Inspired by Avi’s recent work on the Talos tscoll test, we had an extended discussion about things to address in Talos tests. I took a picture of the whiteboard for posterity:
Concerns driving our discussion:
- Lack of confidence in Talos. Whether through one too many dev.tree-management emails or inconsistent results on developer machines vs. Try, people don’t have confidence in Talos providing consistent, understandable results.
- Wrong pushes identified as the cause of performance regressions. We’ve covered this topic before. Some people had a hard time believing this happens. It shouldn’t, and we’d like to fix it.

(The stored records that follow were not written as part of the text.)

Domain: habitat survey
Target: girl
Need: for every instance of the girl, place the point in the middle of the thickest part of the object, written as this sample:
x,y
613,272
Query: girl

Some ways to address those concerns:
- Cold cases are just as important as warm cases. On some tests, we might discount the numbers from the first few runs because they aren’t as smooth as the numbers from subsequent runs; we do this for our pageloader tests, for instance. The differences come from things being initialized lazily, caches of various kinds filling up, and so forth. But those “cold” cases are just as important as “warm” cases: In scenarios where the user restarts the web browser repeatedly throughout the day or memory pressure causes the browser to be killed on mobile devices, necessitating restarts when switching to it, the cold cases are the only ones that matter. We shouldn’t be discounting those numbers. Maybe the first N runs should constitute an entirely separate test: Tp5cold or similar. Then we can compare numbers across cold tests, which should provide more insight than comparing cold vs. warm tests.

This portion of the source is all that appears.